As defined by its statute, the Commission is comprised of two elected officials from each of the participating jurisdictions, one citizen appointee from each of the jurisdictions, and one representative each from the Culpeper and Thomas Jefferson Soil and Water Conservation Districts.
The Commission is by statute an “independent local entity without political subdivision,” and as such is a public body bound to the laws of Virginia like other public bodies such as the Board of Supervisors and other Commissions, including the Virginia Freedom of Information Act, Conflict of Interest Act, and Public Procurement Policy.
The Commission is supported by staff (Executive Director, Program Manager, Program Assistant/GIS Specialist, and volunteers) and a Technical Advisory Committee.
Initial funding for the Rivanna River Basin Commission comes from a grant from the Nature Conservancy in Virginia that represents the generous contributions of private donors committed specifically to helping launch the River Basin Commission. Additional funding for specific projects of the Commission is obtained through state and federal grants.
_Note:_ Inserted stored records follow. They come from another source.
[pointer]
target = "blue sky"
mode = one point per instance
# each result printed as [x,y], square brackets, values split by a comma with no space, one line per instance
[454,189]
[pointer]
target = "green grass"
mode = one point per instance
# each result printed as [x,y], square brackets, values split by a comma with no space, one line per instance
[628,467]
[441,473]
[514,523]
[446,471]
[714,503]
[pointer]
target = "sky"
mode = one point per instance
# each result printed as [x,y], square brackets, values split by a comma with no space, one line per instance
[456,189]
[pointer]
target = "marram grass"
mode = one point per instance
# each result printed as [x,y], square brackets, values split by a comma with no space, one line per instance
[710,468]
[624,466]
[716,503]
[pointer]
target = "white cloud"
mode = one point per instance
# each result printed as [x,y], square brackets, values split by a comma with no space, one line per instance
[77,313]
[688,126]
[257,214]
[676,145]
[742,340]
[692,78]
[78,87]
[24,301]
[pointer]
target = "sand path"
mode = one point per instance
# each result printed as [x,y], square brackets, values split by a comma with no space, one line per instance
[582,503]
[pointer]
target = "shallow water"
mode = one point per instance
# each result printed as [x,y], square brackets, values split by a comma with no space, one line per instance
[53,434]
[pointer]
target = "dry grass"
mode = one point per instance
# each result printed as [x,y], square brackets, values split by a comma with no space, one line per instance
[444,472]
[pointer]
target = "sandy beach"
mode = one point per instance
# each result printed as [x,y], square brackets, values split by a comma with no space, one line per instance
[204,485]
As an entity of local government, the Commission may receive funding and contributions from public and private sources.
The Commission started to meet in 2007, with staff support provided by TNC and fiscal agency by the Thomas Jefferson SWCD. A robust and engaged Technical Advisory Committee was also formed, comprised of “core-TAC members” (water resources, environmental, and planning staff appointed by their member local governments plus the TJ and Culpepper SWCD district managers) and “non-core TAC members” (local or regional technical experts in hydrology, sedimentation, stormwater, geomorphology, and water quality). The TAC has met 4 top 6 times per year since 2007 and, in 2008, recommended that the RRBC focus its watershed protection efforts on mitigating the harmful effects of altered hydrology that cause excessive and harmful sedimentation in area streams. A substantial grant from NFWF was proposed and secured to advance this recommendation at the locality and Rivanna watershed scales.
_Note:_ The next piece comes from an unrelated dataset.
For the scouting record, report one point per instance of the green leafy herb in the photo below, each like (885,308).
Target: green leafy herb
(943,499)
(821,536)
In 2009, RRBC hired Leslie Middleton as its first Executive Director. Also during this year, RRBC became its own fiscal agent, requiring the implementation of many organizational and administrative processes. During 2009-2010, Ms. Middleton and part-time administrative staff have provided Commission and TAC meeting support; NFWF grant program management, coordination with the localities, and implementation of project components; sought additional funding for Rivanna programs; and worked regionally and with state agencies to help prepare RRBC and its member localities for the Chesapeake Bay TMDL.